Die Daten werden ja persistiert. Aber eben nicht in meiner lokalen DB (die ich in meiner persistence:xml angegeben hab), sondern irgendwo anders :/
Das wundert mich ja, denn es gibts ja keine andere Stelle wo man das angibt oder?

Hab das mal mit dem catch gemacht, da kam folgendes raus:

Explicit persistence provider error(s) occurred for "kunde" 
after trying the following discovered implementations: 
org.datanucleus.api.jpa.PersistenceProviderImpl, 
org.hibernate.ejb.HibernatePersistence from provider: 
org.hibernate.ejb.HibernatePersistence


Also da muss ich nochmal schauen wo der Datanucleus herkommt.
Wollte eigtl nur wissen, ob ich einen generellen Fehler drin habe, oder obs an was anderem liegt.

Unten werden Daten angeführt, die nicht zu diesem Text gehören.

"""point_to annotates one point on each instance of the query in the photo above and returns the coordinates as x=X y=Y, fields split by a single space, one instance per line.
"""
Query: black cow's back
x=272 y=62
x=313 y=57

Btw: Zum Ausprobieren habe ich die Zeilen für die Transaktion ein/auskommentiert, um überhaupt einen unterschied festzustellen.

Bis dahin,
Gruß


----------



## Moinuell (29. Sep 2012)

Wollte hier nochmal berichten:
Das Problem hat sich mittlerweile gelöst. Es lag nicht am Hibernate/Konfig,
sondern daran das in meinem GWT Project die Google App Engine (GAE) aktiviert war.

Gruß


----------